OBJECTIVES: The small GTPase Rac1 (RAC1) has been linked to podocyte disorders and steroid-sensitive nephrotic syndrome (SSNS). The aim of this study was to explore and validate the potential causal association between circulating RAC1 and SSNS. METHODS: The association between circulating RAC1 and SSNS at both gene expression and proteomic levels was investigated using Mendelian randomization analysis, and further validated by single-cell RNA-sequencing, proteomic analysis, and experimental studies. The genetic instruments comprised cis-expression quantitative trait loci (cis-eQTLs) associated with RAC1 gene expression and protein QTLs correlated with plasma RAC1 protein levels. Causal associations were estimated utilizing the inverse variance weighted and MR-PRESSO methods.
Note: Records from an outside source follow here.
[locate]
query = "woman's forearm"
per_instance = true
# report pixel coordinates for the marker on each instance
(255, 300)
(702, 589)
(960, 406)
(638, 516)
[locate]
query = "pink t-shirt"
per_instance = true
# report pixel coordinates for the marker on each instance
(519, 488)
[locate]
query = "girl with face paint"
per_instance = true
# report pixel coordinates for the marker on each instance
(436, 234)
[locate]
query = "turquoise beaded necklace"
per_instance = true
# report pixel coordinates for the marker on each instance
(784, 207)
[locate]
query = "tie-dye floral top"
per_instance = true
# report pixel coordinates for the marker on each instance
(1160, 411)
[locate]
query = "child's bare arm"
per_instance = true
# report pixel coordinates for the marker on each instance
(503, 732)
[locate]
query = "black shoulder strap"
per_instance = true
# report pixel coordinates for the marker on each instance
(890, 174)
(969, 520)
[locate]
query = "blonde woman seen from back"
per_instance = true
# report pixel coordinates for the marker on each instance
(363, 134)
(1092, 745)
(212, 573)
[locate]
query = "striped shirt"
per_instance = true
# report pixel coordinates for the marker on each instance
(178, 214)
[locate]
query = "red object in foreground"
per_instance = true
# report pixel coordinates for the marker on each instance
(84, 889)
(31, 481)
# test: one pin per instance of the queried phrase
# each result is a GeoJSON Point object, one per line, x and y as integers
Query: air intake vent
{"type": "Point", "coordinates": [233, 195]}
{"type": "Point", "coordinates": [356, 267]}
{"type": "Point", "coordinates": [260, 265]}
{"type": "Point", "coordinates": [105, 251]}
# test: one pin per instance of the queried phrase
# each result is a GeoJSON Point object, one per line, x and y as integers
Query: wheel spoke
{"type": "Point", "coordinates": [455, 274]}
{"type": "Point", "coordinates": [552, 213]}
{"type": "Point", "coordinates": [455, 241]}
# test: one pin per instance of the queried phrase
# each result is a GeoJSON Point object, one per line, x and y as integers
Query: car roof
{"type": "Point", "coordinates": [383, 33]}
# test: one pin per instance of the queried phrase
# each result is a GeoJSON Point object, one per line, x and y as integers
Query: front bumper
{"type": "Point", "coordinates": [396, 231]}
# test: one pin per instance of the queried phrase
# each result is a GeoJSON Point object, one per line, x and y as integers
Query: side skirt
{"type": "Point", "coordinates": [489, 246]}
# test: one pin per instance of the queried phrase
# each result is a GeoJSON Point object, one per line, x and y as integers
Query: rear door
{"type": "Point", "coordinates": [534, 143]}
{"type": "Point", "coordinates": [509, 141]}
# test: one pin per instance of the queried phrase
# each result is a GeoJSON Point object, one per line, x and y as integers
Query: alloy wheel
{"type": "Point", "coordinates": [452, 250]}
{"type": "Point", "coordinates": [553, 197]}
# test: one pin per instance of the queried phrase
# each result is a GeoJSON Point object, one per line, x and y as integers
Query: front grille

Validation of RAC1 expression was conducted through single-cell RNA-sequencing of peripheral blood mononuclear cells from patients with SSNS and healthy controls. Proteomic analysis was performed among patients with minimal change nephrotic syndrome. Experimental validation was conducted using a puromycin aminonucleoside (PAN)-induced nephrosis model. RESULTS: Increased expression of RAC1 was associated with a higher risk of SSNS (gene expression level: odds ratio [OR], 1.53; 95% confidence interval [CI], 1.02-2.28; protein level: OR, 1.82; 95% CI, 1.05-3.17). The results of MR-PRESSO were consistent (gene expression level: OR, 1.49; 95% CI, 1.17-1.92; protein level: OR, 1.81; 95% CI, 1.16-2.85). Single-cell RNA sequencing and proteomic analysis confirmed elevated RAC1 expression in patients with SSNS compared to healthy controls. Experimental data further supported increased RAC1 expression in PAN-induced nephropathy. CONCLUSIONS: Increased expression of RAC1 might be causally associated with SSNS, suggesting that targeting RAC1 might represent a potential therapeutic strategy for SSNS.